Text Summarization is a process of generating a compact and meaningful synopsis from a huge volume of text. Sources for such text include news articles, blogs, social media posts, all kinds of documentation, and many more. If you are new to NLP and want to read more about text summarization, this article will help you understand the basic and advanced concepts. The purpose of this article is to demonstrate the implementation of an extractive text summarizer using state-of-the-art contextual embeddings.
If this in-depth educational content is useful for you, subscribe to our AI research mailing list to be alerted when we release new material.
Approach
The approach to building the summarizer can be divided into the following steps:
- Convert the article/passage to a list of sentences using nltk’s sentence tokenizer.
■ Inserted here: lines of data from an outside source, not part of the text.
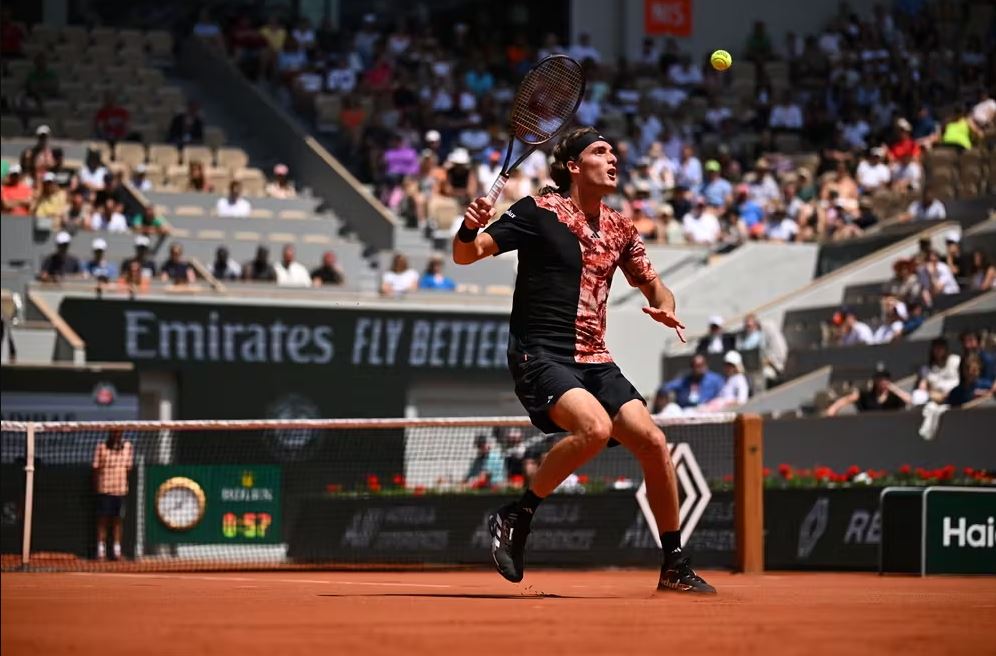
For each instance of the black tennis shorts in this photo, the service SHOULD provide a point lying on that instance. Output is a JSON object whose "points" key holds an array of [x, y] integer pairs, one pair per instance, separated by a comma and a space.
{"points": [[110, 505], [540, 382]]}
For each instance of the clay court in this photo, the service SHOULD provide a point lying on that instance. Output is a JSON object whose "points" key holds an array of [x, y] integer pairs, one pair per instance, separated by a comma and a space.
{"points": [[557, 612]]}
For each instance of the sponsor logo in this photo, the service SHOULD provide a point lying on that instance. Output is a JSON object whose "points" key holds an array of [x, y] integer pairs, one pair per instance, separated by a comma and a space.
{"points": [[813, 527], [693, 486], [959, 533]]}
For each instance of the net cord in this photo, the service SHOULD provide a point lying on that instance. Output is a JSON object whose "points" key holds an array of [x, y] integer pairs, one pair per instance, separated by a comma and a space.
{"points": [[331, 424]]}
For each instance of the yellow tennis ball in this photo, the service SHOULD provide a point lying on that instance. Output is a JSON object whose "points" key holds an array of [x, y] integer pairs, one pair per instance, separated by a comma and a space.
{"points": [[721, 60]]}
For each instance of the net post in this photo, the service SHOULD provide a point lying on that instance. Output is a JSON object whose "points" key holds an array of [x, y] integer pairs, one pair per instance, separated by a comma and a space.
{"points": [[749, 493], [29, 492]]}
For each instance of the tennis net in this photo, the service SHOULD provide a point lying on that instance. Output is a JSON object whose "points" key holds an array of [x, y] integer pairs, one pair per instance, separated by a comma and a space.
{"points": [[354, 493]]}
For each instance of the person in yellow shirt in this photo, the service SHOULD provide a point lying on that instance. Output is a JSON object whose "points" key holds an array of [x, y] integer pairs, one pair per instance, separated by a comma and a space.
{"points": [[112, 460], [51, 201], [275, 34]]}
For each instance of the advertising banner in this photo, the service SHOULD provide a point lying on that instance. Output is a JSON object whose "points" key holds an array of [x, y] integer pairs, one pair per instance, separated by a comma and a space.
{"points": [[959, 536]]}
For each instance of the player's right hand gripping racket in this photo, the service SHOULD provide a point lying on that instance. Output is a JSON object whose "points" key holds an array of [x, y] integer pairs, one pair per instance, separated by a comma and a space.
{"points": [[544, 104]]}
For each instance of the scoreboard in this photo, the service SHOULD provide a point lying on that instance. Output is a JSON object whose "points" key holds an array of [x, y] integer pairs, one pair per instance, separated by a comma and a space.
{"points": [[213, 504]]}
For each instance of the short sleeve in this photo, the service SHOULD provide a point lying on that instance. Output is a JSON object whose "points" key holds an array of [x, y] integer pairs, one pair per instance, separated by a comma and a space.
{"points": [[635, 263], [516, 227]]}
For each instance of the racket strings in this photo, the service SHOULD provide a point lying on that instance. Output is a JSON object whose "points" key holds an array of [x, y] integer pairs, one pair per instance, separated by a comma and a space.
{"points": [[547, 99]]}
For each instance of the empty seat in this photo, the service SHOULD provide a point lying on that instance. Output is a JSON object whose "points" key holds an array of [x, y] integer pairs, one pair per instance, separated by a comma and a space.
{"points": [[165, 155], [232, 158], [200, 154]]}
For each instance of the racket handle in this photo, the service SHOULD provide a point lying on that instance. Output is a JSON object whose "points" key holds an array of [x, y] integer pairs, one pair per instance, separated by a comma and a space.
{"points": [[496, 189]]}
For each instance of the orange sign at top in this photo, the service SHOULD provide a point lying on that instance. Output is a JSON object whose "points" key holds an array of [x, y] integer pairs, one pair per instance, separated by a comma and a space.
{"points": [[667, 17]]}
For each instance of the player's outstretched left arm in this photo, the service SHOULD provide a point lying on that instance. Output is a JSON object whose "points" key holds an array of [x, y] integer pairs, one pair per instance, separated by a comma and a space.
{"points": [[661, 308]]}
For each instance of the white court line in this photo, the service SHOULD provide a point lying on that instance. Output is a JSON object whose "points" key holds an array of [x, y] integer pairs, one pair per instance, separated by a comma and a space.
{"points": [[245, 579]]}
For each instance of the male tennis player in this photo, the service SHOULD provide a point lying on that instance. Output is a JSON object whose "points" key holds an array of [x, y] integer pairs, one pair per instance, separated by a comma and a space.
{"points": [[570, 244]]}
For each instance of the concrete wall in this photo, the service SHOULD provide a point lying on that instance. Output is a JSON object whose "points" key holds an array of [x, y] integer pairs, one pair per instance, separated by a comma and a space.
{"points": [[618, 28]]}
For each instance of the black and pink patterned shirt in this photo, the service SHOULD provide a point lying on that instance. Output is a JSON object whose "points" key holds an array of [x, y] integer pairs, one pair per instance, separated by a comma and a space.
{"points": [[565, 271]]}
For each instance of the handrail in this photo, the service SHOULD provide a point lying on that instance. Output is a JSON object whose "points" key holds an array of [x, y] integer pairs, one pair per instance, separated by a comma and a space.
{"points": [[61, 327]]}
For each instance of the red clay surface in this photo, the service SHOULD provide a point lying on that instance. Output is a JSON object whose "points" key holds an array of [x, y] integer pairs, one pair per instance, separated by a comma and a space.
{"points": [[461, 613]]}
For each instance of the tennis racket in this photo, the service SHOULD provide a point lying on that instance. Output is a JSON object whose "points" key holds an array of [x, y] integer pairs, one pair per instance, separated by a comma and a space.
{"points": [[544, 104]]}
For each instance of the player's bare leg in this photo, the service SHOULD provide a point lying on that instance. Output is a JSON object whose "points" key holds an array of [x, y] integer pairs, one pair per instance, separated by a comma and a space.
{"points": [[636, 430], [589, 425]]}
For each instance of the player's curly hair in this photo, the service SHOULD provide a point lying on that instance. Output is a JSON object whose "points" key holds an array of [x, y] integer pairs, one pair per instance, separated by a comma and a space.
{"points": [[561, 155]]}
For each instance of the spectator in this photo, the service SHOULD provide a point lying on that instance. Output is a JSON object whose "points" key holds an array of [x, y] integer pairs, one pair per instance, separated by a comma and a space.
{"points": [[290, 272], [400, 279], [872, 172], [233, 205], [971, 385], [50, 202], [65, 177], [197, 178], [99, 267], [433, 278], [716, 341], [893, 317], [281, 186], [224, 267], [786, 115], [939, 376], [329, 273], [883, 394], [61, 263], [77, 214], [146, 267], [106, 217], [488, 467], [187, 127], [140, 179], [93, 173], [735, 389], [692, 389], [16, 194], [936, 278], [981, 273], [716, 190], [112, 121], [853, 331], [176, 269], [112, 461], [149, 222], [971, 344], [927, 208], [701, 224], [259, 268]]}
- For each sentence, extract contextual embedding using Sentence Transformer.
- Apply Kmeans clustering on the embeddings. The idea is to cluster the sentences that are contextually similar to each other and pick one sentence from each cluster that is closest to the mean(centroid).
- For each sentence embedding, calculate the distance from the centroid. Sometimes, the centroids are the actual sentence embeddings and in that case, the distance would be zero.
- For each cluster, select the embedding (sentence) with the lowest distance from the centroid and return the summary based on the order in which the sentences appeared in the original text.
Sentence Transformer
Sentence Transformer is a python package that enables you to represent your sentences and paragraphs as dense vectors. The package is compatible with state-of-the-art models like BERT, RoBERTa, XLM-RoBERTa, etc. Choosing the correct model is very important as models perform better on tasks they were designed to address. For our use case, we will be using STS (Semantic Textual Similarity) based models. To read more about Sentence Transformer, check out the following links;
- Source code: UKPLab / sentence-transformers
- List of pre-trained models: Pretrained Models
- List of STS models: SentenceTransformer Pretrained Models
Implementation
Now that we have an understanding of the use case and approach, let’s dive into the implementation of the summarizer. We will be using the following python packages:
- Pandas
- Numpy
- Sentence Transformer
- NLTK’s KMeanClusterer
So let’s import the above-mentioned packages:
import nltk import pandas as pd from sentence_transformers import SentenceTransformer from nltk.cluster import KMeansClusterer import numpy as np
The next step is to initialize the SentenceTransformer with the appropriate model. As mentioned above, I am going to use STS based model i.e. stsb-roberta-base. Feel free to experiment with other models.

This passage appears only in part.